04 February 2014: Nifty Elliott wave analysis: Another brutal gap down coming. Nifty to get support only in the range of 5930 to 5900 now. We are at 4 month’s low and heavily oversold in short term.

You must read previous articles and watch the given chart carefully to understand this article completely.



For 04 February 2014: -
On 03 February 2014, FII Sold INR 735.73 crs and DII Sold INR 70.35 crs
It is all around panic in the lack of even single good news in stock market. DOW market tumbled last night on the fear of returning of slowdown in economy. Eventually, DOW JONES has closed below 200 DMA. So, we are on another gap down now.
I always say that gaps are most troubling part of trading.
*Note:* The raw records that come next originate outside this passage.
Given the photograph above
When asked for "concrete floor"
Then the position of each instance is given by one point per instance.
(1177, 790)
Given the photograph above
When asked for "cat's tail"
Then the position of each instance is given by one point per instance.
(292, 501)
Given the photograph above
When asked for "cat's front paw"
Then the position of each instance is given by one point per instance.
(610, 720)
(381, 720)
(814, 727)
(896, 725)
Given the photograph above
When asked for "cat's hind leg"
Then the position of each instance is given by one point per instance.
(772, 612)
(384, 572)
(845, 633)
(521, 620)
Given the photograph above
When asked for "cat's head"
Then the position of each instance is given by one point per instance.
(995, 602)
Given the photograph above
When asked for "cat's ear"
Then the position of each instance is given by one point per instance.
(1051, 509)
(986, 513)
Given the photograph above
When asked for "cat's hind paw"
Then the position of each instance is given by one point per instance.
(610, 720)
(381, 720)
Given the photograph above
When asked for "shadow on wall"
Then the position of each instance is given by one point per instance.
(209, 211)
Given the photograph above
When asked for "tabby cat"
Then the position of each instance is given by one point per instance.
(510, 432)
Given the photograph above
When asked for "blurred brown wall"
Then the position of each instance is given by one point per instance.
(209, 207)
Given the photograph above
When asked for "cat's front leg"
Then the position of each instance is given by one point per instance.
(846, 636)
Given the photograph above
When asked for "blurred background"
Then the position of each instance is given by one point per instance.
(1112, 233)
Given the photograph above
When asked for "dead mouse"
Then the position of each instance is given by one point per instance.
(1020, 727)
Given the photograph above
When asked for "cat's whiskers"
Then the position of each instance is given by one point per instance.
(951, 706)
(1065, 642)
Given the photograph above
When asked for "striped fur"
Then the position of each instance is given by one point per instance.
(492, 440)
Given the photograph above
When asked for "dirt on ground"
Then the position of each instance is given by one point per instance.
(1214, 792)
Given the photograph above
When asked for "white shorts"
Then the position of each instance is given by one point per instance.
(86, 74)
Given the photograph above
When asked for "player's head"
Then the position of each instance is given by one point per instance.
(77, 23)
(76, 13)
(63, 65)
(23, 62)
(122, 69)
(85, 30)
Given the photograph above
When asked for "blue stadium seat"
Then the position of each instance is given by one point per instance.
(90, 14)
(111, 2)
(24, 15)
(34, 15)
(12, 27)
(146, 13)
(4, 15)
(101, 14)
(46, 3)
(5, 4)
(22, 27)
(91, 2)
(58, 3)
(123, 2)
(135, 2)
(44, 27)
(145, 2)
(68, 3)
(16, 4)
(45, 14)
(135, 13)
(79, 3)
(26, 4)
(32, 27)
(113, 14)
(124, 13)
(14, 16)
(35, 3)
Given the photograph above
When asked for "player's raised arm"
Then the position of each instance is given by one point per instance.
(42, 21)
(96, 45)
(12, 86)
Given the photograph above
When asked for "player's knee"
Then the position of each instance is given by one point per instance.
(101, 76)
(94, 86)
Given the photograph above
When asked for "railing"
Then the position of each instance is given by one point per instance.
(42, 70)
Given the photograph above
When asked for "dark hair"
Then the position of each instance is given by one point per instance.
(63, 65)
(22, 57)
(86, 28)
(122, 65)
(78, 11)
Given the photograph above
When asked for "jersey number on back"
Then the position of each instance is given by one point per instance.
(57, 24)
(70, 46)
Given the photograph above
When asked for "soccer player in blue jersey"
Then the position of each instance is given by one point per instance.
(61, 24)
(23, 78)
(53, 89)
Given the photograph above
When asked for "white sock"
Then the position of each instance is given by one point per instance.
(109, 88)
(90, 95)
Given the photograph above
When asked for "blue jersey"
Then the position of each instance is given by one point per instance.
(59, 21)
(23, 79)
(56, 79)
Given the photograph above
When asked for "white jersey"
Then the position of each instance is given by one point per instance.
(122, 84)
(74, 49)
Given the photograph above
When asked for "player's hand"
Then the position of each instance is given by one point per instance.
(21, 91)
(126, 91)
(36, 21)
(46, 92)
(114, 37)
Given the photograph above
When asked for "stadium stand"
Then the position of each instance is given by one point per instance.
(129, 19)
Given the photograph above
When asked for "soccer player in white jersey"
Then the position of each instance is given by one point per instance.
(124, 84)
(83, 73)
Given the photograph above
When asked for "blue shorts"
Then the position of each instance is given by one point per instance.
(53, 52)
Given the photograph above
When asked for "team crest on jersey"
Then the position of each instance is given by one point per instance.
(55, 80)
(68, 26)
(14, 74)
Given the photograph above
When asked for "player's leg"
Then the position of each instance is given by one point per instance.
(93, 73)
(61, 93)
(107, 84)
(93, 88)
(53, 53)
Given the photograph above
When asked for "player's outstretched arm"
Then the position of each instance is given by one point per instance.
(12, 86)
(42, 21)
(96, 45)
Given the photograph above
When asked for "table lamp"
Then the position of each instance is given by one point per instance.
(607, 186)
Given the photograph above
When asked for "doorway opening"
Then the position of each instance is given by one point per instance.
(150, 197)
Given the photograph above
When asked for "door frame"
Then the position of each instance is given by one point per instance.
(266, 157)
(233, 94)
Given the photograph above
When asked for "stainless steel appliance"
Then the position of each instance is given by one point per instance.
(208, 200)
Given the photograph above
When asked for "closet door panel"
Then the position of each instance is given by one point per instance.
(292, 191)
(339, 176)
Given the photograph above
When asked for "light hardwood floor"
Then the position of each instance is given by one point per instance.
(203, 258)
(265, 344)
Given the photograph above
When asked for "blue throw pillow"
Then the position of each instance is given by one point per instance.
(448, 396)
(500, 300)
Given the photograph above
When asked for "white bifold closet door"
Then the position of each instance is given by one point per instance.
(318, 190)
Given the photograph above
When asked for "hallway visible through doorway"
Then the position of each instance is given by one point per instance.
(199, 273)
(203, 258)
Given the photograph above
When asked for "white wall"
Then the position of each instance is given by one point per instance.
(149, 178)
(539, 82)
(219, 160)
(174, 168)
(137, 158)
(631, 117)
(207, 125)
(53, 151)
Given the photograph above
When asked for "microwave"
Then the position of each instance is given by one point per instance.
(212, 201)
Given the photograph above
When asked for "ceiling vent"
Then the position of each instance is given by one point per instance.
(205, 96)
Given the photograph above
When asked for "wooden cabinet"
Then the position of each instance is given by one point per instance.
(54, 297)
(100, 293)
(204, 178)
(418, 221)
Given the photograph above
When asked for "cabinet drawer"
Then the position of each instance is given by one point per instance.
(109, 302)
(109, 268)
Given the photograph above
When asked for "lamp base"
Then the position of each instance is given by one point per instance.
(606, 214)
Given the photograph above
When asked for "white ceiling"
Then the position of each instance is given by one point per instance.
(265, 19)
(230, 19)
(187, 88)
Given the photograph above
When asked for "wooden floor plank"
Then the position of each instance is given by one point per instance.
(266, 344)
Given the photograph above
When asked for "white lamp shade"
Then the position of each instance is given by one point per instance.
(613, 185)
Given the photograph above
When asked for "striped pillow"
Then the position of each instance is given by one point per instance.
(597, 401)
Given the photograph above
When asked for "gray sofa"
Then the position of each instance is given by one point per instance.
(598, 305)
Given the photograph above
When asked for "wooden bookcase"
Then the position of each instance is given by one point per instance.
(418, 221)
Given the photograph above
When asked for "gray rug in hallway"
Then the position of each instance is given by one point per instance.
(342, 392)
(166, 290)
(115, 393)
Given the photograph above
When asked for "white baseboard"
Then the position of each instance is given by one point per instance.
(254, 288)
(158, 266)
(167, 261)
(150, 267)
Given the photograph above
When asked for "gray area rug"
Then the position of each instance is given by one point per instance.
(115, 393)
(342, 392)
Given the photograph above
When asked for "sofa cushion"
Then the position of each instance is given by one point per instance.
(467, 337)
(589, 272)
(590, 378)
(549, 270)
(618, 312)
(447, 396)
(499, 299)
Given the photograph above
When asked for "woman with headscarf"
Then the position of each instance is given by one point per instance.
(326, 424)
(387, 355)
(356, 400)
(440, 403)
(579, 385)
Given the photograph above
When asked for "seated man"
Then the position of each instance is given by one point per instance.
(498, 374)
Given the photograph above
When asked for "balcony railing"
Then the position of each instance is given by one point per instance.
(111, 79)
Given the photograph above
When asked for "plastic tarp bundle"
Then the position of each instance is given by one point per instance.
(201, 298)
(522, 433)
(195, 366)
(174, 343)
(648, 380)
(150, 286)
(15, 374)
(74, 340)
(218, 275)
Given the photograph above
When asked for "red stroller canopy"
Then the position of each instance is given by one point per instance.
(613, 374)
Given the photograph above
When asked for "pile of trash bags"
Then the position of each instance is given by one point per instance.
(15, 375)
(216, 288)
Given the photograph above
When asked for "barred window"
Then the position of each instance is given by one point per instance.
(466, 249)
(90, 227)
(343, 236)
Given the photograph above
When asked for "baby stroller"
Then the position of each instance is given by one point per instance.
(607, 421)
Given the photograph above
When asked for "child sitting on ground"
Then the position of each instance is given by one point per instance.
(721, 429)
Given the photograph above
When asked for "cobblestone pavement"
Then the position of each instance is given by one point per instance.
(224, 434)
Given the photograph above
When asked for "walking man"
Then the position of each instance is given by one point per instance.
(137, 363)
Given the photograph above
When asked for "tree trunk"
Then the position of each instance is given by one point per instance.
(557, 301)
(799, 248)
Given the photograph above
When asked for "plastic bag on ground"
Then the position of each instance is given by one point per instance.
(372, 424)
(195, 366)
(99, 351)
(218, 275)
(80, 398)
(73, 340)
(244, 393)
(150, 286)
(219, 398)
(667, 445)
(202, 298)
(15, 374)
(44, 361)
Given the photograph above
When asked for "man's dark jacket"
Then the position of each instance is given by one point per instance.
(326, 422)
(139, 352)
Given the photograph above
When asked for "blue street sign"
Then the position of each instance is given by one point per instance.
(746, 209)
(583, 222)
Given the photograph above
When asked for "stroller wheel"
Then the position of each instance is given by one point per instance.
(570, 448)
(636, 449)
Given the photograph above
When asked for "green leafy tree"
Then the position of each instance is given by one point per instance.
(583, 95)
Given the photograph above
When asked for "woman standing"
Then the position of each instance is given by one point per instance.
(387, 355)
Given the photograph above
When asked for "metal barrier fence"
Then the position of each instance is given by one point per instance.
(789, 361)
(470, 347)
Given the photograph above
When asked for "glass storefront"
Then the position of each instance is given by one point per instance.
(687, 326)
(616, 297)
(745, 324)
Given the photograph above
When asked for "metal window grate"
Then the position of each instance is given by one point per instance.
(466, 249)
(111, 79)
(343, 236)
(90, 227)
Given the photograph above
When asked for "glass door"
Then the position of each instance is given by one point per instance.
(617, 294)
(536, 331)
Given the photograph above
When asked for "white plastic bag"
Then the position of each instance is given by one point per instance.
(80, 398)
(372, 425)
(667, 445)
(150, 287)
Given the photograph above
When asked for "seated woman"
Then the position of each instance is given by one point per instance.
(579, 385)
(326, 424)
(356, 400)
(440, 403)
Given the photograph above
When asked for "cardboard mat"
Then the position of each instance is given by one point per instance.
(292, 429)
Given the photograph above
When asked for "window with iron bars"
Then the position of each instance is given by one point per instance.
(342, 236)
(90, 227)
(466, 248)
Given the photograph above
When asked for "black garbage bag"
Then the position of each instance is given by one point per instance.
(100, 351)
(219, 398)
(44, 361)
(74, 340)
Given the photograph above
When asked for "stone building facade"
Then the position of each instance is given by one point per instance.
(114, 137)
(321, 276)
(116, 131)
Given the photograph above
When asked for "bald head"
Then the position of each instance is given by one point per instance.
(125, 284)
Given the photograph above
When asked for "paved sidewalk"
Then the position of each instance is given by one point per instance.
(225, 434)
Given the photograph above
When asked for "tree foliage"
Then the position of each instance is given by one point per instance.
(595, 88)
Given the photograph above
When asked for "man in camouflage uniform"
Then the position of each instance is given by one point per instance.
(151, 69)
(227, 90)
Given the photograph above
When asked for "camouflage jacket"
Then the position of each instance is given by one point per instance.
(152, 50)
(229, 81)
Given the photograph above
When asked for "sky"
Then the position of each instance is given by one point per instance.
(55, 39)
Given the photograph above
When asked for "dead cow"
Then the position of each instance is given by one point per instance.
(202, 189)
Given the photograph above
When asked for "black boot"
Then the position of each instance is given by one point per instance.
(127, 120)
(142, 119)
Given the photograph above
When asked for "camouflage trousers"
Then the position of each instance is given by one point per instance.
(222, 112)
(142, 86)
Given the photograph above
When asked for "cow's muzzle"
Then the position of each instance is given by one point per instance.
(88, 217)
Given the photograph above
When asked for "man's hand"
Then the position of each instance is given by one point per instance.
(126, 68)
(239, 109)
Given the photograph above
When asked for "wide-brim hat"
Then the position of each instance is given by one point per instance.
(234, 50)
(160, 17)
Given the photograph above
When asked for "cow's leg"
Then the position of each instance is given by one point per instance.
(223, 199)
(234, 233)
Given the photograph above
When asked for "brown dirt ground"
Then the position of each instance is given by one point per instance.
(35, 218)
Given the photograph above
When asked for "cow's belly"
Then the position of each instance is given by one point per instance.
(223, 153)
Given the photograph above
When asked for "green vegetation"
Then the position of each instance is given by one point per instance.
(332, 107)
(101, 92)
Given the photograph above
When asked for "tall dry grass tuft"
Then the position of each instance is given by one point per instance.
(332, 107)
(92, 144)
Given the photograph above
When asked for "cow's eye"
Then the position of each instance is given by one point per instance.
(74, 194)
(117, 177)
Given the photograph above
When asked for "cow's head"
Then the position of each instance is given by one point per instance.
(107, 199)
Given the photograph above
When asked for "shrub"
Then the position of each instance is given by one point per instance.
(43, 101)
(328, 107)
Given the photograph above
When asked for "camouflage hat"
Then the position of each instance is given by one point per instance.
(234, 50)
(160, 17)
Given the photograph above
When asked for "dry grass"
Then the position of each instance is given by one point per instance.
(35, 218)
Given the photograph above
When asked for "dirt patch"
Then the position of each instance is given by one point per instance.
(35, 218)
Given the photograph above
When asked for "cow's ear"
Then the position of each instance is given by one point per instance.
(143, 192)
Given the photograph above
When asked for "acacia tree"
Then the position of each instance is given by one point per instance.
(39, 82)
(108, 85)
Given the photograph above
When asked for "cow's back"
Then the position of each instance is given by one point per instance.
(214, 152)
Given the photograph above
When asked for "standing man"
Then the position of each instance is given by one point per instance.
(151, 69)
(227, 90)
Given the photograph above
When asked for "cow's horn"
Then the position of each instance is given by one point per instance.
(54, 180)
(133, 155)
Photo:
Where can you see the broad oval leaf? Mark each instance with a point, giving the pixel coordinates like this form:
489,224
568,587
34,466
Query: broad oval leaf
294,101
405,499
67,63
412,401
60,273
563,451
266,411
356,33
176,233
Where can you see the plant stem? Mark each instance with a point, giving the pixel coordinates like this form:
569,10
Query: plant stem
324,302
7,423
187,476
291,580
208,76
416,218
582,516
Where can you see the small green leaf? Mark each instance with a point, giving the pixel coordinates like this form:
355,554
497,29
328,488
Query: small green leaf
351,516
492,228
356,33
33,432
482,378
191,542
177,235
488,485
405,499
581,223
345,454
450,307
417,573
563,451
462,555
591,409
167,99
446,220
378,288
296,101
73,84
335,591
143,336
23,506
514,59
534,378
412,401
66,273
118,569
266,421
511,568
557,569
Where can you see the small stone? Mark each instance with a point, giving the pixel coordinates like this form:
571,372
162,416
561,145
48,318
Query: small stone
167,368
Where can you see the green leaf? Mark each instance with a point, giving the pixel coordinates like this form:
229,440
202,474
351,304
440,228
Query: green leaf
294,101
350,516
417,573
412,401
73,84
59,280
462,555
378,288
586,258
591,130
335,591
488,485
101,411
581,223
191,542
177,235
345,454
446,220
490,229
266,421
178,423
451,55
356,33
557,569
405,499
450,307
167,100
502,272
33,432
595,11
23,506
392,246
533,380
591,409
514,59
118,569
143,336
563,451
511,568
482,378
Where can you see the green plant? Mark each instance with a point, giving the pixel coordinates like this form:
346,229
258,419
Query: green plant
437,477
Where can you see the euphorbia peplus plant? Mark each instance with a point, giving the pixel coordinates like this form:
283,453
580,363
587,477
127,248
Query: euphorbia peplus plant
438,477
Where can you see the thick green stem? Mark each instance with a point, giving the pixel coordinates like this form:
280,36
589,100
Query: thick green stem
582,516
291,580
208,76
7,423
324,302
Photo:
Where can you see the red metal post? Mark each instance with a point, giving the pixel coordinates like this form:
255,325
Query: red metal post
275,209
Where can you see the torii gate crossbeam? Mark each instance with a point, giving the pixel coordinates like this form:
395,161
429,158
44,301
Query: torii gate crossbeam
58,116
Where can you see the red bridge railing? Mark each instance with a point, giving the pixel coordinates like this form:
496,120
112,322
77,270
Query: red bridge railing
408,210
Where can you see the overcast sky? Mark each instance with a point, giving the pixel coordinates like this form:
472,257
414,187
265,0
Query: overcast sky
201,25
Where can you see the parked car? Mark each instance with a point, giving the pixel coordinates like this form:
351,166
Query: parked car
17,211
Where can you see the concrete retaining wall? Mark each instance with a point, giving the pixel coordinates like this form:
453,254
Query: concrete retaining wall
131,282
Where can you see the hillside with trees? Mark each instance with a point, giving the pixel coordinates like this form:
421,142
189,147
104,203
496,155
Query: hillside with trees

Nifty has slipped from 6355 to looking like 5930 by today. Nearly 25% fall goes in gap down. Nifty has 200 DMA at 5973 which is also supposed to be taken out in gap down.
It is looking like global market including India too is going through chaos and extreme panic like situation. This is definitely not needed and not going to last forever. As it has slipped from nearly all time high and coming at 200 DMA in just 8 days we can say that its heavily oversold in short term.
Nifty has support at 5970 which will not be there to act at opening due to gap down. Then next levels will be 5930 which may come into play. Do not think that stock market cannot rebound. Remember 28 August 2013 when Nifty hit a low at 5118 and since then it hit 6420 as top. Even at that time it was looking like Nifty cannot hit 5400.
I cannot quote the reasons for rebound but whenever it comes it will be sharper than the fall. Indian market has history of doing this.
Strategy for Nifty February future – Nifty February future is very likely to see a gap down of 70 points. Then we will not have anything to trade anymore. Expect some technical support at 5950 to 5930 zones. There is just one way to trade – if Nifty start forming higher high and higher low on 5 minute intraday chart. Avoid shorting market now. Visit my intraday update to see concluding trades.
S&P 500 (USA) – It was hunted beginning for the month of February as US economy data fear the return of slowdown in US economy too. After china, US is getting weaker than expected data. It has broken 1768 levels and crushed to close at 1740. There were times in US market when equity price was looking like it can never fall and now it looks like it can never gain. This is the time to quote 200 DMA which is at 1707 levels. This is overdone now and recovery can come anytime. There is one change. Now all recovery can get sold at high unless it start closing above 1800 which is really too tough now.
All negative divergence came to play in less than a week.